The objective of this proposal is to develop detectors with high efficiency and high resolution. Currently, the best high-purity germanium detectors (HPGe) used in nuclear spectroscopy provide a fractional energy resolution of only 0.5% in the 100 keV region important in nuclear spectroscopy. In many cases this resolution is inadequate to discriminate between threatening nuclear materials and more mundane substances which are part of the natural background. For example, the most common source of false alarms at US border crossings is the confusion between the naturally occurring emission of 226Ra (an element commonly found in clay-bearing materials and soils) at 186.211 keV and the185.715 keV emission of fissile 235U. Another spectroscopic challenge in nuclear materials analysis is separating the intense 104.2 keV line of 240Pu from the nearby 103.7 keV X-ray of Pu X. These and other line overlaps in the 100-200 keV region set the error budget for nondestructive analysis of mixed actinide samples. Determining the isotopic mix in a reactor fuel sample provides both a characteristic fingerprint and specific information about the intended purpose of the fuel (weapons production or electricity generation), the type of reactor, and the history of chemical processing, if any. Further, detectors with high efficiency and high resolution can provide new capabilities for detecting fissile material. Detectors with better resolution produce a better signal-to-noise ratio when measuring faint emission lines from trace quantities of radioactive material in the presence of background or overlapping lines. The new superconducting detectors proposed here offer the promise of 30 times better energy resolution than HPGe, and perhaps 1000 times greater cross-sectional sensitivity compared to cryogenic microcalorimeters.
The intellectual merit of the proposed activity derives from its potential to produce more than an order of magnitude improvement in the energy resolution of gamma ray detectors, and the scientific fallout this advance would have, not only for nuclear security, but also in astrophysics and nuclear medicine. The detectors proposed rely on an effect called kinetic inductance, in which the macroscopic inductance of the surface of a superconductor can be influenced by the creation of unpaired electrons (quasiparticles) through the absorption of ionizing radiation. The change in inductance is picked up by a high-Q microwave circuit, and the signal event is counted as with any another photon counter, but with the difference that the pulse heights can be measured with 30 eV energy resolution in the gamma absorption.

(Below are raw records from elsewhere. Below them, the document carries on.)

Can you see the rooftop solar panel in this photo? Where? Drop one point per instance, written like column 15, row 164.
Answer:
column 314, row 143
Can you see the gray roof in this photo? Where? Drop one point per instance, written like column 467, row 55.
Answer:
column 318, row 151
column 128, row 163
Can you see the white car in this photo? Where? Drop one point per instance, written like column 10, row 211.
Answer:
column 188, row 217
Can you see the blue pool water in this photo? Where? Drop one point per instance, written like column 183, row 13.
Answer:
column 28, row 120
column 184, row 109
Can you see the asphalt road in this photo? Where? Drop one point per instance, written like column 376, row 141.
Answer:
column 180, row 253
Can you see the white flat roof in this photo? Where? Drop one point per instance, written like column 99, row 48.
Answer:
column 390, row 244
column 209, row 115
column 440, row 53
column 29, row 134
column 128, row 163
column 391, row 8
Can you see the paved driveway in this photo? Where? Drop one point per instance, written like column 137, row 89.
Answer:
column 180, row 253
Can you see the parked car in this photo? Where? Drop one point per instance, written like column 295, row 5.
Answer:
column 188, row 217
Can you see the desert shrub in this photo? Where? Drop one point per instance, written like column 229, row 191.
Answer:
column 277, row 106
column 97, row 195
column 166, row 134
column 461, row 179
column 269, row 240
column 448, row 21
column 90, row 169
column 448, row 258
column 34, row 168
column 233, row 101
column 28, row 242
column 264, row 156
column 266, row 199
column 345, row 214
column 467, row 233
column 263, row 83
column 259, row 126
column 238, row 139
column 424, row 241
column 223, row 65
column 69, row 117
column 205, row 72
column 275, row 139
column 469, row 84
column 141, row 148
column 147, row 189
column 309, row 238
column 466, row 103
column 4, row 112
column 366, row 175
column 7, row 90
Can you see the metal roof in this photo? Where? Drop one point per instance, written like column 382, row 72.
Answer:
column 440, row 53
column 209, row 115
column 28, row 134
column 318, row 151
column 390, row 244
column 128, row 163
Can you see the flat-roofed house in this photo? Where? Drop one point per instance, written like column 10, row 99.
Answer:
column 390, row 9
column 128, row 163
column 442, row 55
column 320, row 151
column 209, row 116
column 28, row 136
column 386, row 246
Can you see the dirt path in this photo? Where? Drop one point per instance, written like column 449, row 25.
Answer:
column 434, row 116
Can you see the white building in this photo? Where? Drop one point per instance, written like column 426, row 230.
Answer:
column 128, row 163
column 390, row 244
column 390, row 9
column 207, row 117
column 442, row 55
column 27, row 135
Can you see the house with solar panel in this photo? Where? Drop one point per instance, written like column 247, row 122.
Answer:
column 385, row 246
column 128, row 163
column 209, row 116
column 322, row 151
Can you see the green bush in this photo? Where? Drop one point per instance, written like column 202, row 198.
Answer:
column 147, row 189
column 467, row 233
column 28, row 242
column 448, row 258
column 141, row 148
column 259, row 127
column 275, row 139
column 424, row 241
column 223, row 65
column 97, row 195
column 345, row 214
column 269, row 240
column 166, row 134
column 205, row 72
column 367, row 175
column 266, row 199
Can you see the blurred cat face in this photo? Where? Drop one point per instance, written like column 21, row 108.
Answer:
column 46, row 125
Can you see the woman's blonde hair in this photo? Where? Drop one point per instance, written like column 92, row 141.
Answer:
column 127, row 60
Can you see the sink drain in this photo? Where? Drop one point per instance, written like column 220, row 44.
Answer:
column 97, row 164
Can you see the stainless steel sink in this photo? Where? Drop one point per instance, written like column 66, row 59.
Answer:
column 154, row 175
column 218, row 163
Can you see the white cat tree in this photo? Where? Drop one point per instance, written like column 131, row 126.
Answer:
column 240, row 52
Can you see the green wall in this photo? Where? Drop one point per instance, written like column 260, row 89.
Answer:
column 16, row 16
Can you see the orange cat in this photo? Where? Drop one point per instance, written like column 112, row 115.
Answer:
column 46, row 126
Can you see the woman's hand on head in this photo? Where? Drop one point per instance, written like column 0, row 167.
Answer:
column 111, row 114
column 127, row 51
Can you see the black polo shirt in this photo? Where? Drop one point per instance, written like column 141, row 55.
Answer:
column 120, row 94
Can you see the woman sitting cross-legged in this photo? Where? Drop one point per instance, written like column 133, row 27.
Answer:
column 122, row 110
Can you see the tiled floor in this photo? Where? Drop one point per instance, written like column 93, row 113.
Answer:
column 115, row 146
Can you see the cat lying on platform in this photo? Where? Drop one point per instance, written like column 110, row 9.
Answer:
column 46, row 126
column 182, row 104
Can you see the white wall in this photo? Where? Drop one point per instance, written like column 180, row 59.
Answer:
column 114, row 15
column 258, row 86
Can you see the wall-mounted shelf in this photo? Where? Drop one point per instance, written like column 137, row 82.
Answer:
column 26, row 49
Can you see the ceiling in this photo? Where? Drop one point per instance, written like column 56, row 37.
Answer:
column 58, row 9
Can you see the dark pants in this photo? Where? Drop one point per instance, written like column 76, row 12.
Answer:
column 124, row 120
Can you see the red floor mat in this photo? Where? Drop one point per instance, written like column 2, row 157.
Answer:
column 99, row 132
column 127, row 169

The broader impact of this effort will be felt in several areas. First in science the development of high-energy kinetic inductance detectors will influence the direction of gamma ray astronomy and perhaps even the search for dark matter. In technology, the impact will be felt in the development of non-contact nuclear assay methods of unprecedented sensitivity. Finally, in education, the participants in the research, the graduate student and postdoc, will be free to explore a wide open area as part of thesis and postdoctoral research. Finally the senior personnel will have something exciting to do, and something new to convey to the K-12 students in the science fair and outreach activities.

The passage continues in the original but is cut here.